The Gun Control Act of 1968 bans persons convicted of any non-business related felonies, persons found to be mentally incompetent, and users of illegal drugs the use or ownership of firearms. This act also regulates imported guns, and expands the gun-dealer licensing and record keeping requirements. It also places specific limitations on the sale of handguns. In 1972 the Bureau of Alcohol Tobacco and Firearms is created with a mission to control the illegal use and sale of firearms and the enforcement of Federal firearms laws.
Five years later in 1977 The District of Columbia enacts an anti-handgun law which also requires registration of all rifles and shotguns within The District of Columbia. 1986, the Armed Career Criminal Act (Public Law 99-570) increases the penalty for the possession of firearms by persons not qualified to own them under the Gun Control Act of 1986. Also in 86’ the Firearms Owners Protection Act (Public Law 99-308) relaxes some restrictions on gun and ammunition sales and establishes mandatory penalties for the use of firearms during the commission of a crime.

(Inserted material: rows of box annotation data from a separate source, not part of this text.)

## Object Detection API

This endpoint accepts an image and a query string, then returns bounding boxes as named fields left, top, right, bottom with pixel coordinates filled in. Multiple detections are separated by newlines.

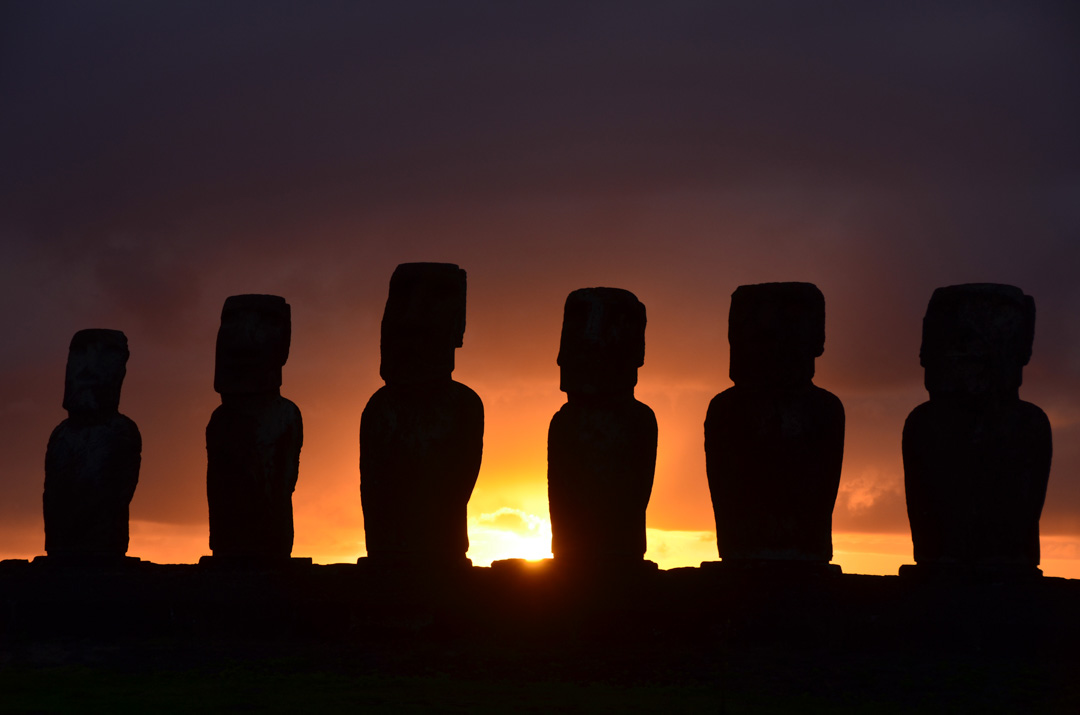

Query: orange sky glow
left=0, top=0, right=1080, bottom=578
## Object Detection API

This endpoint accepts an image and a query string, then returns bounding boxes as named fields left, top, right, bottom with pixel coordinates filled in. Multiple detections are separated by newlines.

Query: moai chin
left=705, top=283, right=845, bottom=568
left=206, top=295, right=303, bottom=561
left=43, top=329, right=143, bottom=558
left=548, top=288, right=657, bottom=567
left=360, top=264, right=484, bottom=568
left=903, top=283, right=1052, bottom=577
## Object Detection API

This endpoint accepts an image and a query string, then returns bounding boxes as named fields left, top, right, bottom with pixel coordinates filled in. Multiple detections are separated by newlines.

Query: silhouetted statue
left=904, top=283, right=1051, bottom=576
left=206, top=295, right=303, bottom=561
left=360, top=264, right=484, bottom=567
left=705, top=283, right=845, bottom=566
left=43, top=329, right=143, bottom=558
left=548, top=288, right=657, bottom=566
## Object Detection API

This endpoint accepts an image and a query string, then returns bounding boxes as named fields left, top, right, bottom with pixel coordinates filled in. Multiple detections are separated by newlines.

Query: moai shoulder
left=903, top=283, right=1052, bottom=577
left=206, top=295, right=303, bottom=564
left=360, top=264, right=484, bottom=569
left=548, top=288, right=657, bottom=570
left=705, top=283, right=845, bottom=571
left=43, top=329, right=143, bottom=559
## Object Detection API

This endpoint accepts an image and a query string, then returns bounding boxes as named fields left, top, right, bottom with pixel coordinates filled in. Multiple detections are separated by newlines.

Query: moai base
left=359, top=264, right=484, bottom=572
left=901, top=283, right=1052, bottom=578
left=703, top=283, right=845, bottom=574
left=548, top=288, right=657, bottom=574
left=42, top=329, right=143, bottom=565
left=200, top=295, right=310, bottom=568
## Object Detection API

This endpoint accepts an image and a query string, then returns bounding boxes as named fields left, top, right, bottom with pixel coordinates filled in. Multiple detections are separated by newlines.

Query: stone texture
left=705, top=283, right=845, bottom=565
left=43, top=329, right=143, bottom=558
left=360, top=264, right=484, bottom=567
left=206, top=295, right=303, bottom=559
left=548, top=288, right=657, bottom=566
left=903, top=284, right=1052, bottom=576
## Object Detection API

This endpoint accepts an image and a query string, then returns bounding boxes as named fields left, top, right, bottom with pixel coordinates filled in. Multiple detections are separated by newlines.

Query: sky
left=0, top=0, right=1080, bottom=578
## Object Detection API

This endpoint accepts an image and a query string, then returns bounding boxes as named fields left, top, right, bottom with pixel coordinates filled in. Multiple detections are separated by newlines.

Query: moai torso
left=548, top=288, right=657, bottom=564
left=43, top=329, right=143, bottom=558
left=903, top=284, right=1052, bottom=575
left=360, top=264, right=484, bottom=566
left=206, top=295, right=303, bottom=559
left=705, top=283, right=845, bottom=563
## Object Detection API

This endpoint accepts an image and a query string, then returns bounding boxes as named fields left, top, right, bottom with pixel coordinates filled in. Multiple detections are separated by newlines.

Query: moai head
left=728, top=283, right=825, bottom=387
left=64, top=328, right=129, bottom=415
left=379, top=264, right=465, bottom=385
left=557, top=288, right=645, bottom=394
left=214, top=295, right=293, bottom=394
left=919, top=283, right=1035, bottom=400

The Law Enforcement Officers Protection Act (Public Law 99-408) bans possession of “cop killer” bullets capable of penetrating bulletproof clothing, was also established in 1986. 1990, the Crime Control Act of 1990 (Public Law 101-647) bans manufacturing and importing semiautomatic assault weapons in the U. S. “Gun-free school zones” are established carrying specific penalties for violations.

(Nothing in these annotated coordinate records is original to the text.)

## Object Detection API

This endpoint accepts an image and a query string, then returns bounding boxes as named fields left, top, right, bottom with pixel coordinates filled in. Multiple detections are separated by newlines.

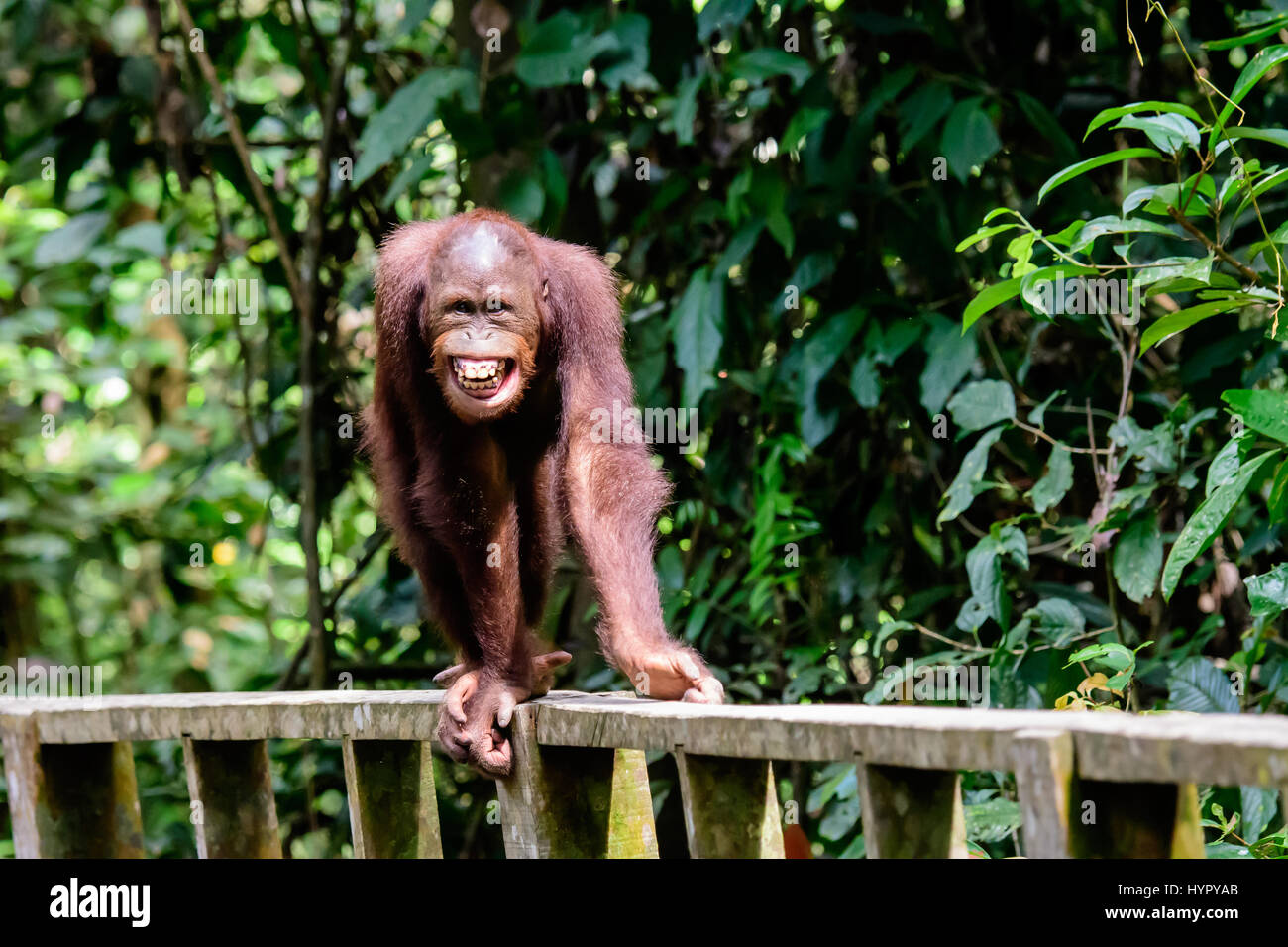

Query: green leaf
left=899, top=82, right=953, bottom=155
left=958, top=526, right=1029, bottom=631
left=796, top=305, right=867, bottom=447
left=1208, top=44, right=1288, bottom=150
left=935, top=427, right=1002, bottom=526
left=1167, top=657, right=1239, bottom=714
left=514, top=10, right=602, bottom=89
left=948, top=381, right=1015, bottom=432
left=1027, top=446, right=1073, bottom=515
left=1115, top=115, right=1199, bottom=155
left=1024, top=598, right=1087, bottom=648
left=31, top=211, right=112, bottom=269
left=1072, top=215, right=1180, bottom=253
left=954, top=224, right=1019, bottom=253
left=671, top=266, right=724, bottom=407
left=671, top=76, right=705, bottom=145
left=1225, top=125, right=1288, bottom=149
left=921, top=313, right=978, bottom=416
left=1140, top=299, right=1257, bottom=355
left=783, top=106, right=832, bottom=151
left=1221, top=388, right=1288, bottom=445
left=1163, top=451, right=1278, bottom=600
left=940, top=95, right=1002, bottom=184
left=698, top=0, right=755, bottom=43
left=353, top=68, right=478, bottom=187
left=1113, top=511, right=1163, bottom=604
left=962, top=264, right=1096, bottom=335
left=1203, top=16, right=1288, bottom=49
left=730, top=47, right=814, bottom=90
left=1243, top=562, right=1288, bottom=618
left=1038, top=149, right=1163, bottom=204
left=1267, top=460, right=1288, bottom=523
left=850, top=353, right=881, bottom=411
left=1239, top=786, right=1288, bottom=844
left=1082, top=102, right=1203, bottom=142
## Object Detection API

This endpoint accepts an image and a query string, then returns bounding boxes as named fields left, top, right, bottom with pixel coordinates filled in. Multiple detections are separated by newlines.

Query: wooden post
left=3, top=721, right=143, bottom=858
left=1069, top=780, right=1205, bottom=858
left=675, top=747, right=785, bottom=858
left=496, top=706, right=657, bottom=858
left=344, top=737, right=443, bottom=858
left=857, top=756, right=966, bottom=858
left=183, top=737, right=282, bottom=858
left=1012, top=730, right=1076, bottom=858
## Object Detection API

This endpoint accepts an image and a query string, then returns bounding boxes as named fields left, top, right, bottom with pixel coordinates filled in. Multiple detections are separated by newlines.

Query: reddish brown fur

In 1994 the Brady Handgun Violence Prevention Act (Public Law 103-159) is passed which imposes a five day waiting period on the purchase of a handgun and requires that local law enforcement agencies conduct background checks on purchasers of handguns. ATF’s) Brady Law web-site). Also in 1994 the Violent Crime Control and Law Enforcement Act of 1994 (Public Law 103-322) is passed which bans all sale, manufacture, Importation, or possession of a number of specific types of assault weapons. In 1998 the newly created National Instant Criminal Background Check (NICS) computer system is now required to be used by gun dealers due to the permanent provisions of the Brady Act.